Мне уже было двенадцать лет, когда отец сказал:
— Надо караулить жереха. Вода убывает, и скоро он покатится из затона. Тут его и брать.
Но, как на грех, отец вскоре занемог. Помню, утром он позвал меня и сказал:
— Возьми, сынок, лошадь, да поезжай один к Барановскому затону. Лошадь попасешь, да и жерехов привезешь. А блеснить надо на Большом рынке – на двух водах.
Перед вечером я уехал. Добрался до места, когда уже стемнело. Лошаденку пустил пастись, а сам закутался в парус и лег на телегу.
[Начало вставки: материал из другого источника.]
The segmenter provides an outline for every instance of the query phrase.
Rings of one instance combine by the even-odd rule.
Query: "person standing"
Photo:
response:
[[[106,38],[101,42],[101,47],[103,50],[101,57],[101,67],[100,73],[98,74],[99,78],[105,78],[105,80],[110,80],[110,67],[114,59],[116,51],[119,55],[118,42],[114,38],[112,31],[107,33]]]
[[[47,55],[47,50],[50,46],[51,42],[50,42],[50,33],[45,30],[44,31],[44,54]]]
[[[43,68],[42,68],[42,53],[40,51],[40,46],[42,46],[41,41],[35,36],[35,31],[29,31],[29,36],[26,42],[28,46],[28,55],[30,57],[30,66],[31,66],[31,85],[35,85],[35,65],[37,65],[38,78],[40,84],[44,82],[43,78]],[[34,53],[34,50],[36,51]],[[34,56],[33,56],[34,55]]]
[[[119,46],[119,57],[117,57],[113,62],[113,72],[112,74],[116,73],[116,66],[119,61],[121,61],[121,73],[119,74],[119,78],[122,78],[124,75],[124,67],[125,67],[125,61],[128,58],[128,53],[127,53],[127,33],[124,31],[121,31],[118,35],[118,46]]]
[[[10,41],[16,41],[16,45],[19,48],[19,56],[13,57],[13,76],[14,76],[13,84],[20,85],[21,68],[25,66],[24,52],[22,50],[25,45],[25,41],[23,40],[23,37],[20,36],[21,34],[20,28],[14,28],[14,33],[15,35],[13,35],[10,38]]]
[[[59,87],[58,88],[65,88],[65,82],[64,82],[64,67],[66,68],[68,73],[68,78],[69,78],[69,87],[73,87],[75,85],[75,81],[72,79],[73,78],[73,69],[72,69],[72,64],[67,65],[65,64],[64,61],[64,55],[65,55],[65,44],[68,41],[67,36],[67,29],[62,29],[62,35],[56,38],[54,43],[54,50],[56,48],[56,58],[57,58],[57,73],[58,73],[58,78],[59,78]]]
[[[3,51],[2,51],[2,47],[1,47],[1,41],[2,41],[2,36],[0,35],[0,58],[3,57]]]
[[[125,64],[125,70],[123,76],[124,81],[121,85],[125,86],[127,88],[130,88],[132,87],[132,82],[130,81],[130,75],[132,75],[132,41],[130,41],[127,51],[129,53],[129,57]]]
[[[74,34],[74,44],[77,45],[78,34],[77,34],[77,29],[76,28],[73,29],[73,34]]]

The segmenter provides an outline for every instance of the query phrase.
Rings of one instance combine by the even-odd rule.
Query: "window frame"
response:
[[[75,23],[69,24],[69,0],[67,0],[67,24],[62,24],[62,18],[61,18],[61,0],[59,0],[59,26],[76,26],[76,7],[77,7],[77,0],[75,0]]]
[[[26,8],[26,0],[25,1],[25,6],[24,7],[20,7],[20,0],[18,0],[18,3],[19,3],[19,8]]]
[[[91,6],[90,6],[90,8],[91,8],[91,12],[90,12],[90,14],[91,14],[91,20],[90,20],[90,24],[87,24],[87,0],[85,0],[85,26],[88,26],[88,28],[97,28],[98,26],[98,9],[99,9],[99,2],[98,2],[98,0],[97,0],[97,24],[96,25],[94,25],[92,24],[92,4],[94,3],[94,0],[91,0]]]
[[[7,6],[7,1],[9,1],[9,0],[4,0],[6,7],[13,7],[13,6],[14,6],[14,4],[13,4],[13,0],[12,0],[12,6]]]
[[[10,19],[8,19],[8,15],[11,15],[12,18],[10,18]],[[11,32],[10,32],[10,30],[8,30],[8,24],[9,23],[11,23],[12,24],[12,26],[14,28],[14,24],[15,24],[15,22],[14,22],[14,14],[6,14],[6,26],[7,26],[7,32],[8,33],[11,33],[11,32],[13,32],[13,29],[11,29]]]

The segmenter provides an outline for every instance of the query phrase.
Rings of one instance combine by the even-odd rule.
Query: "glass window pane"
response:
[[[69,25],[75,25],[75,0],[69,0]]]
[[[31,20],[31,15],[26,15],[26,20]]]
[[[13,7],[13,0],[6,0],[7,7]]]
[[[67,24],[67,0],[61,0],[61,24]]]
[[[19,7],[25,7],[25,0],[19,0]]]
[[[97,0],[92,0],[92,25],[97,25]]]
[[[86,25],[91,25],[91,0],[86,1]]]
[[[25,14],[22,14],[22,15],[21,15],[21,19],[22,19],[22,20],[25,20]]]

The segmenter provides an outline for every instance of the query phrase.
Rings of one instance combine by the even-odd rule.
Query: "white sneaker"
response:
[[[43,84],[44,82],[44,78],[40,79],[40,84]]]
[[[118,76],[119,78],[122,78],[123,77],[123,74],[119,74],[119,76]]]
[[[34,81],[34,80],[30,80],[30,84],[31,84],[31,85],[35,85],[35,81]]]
Проснулся рано, когда только что прокричала первая пташка. Взял снасть, мешок и зашагал к реке.
Она начала розоветь. Назойливые комары кусали лицо и руки. Торопливо хлестнул несколько раз блесенкой и остановился в раздумье: Где же отцовский рынок с двумя водами?
На том берегу, около отмели, ударил жерех, за ним — второй… Из-за леса поднималось солнце.
А вот и рынок. Около него встречаются две сильные струи воды: одна — из затона, а другая крутым зигзагом стремительно текла по вогнутому берегу извилистой волужки. Струи сходились на самом шпиле рынка; ударяясь об него, шумным потоком устремлялись от берега, оставляя в стороне большую суводь, которая кружилась, как карусель.
Я нетерпеливо хлестнул по этому водовороту блесенкой. Она исчезла, и длинное удилище забилось вершиной по воде. Я едва удерживал удилище: большой жерех метался, делал стремительные рывки. Мне не под силу оказалось вывести такую рыбину. Взяв удилище на плечо, я волоком вытащил жереха на берег.
Отчетливо видел, как стая жерехов то поднималась со дна и в брызгах воды бросалась за мальком, то опускалась ко дну. Вокруг рынка вода клокотала — столько подошло жереха. Рыба схватывала блесенку, едва та касалась воды. От азарта тряслись ноги, и пересохло в горле.
Сколько времени продолжался бой — не помню. Еле подтащив к берегу громадного жереха, я окончательно обессилел и повалился рядом с ним. Едва переводя дух, я подумал: теперь все село станет говорить, что сын Матвея сапожника стал настоящим рыболовом.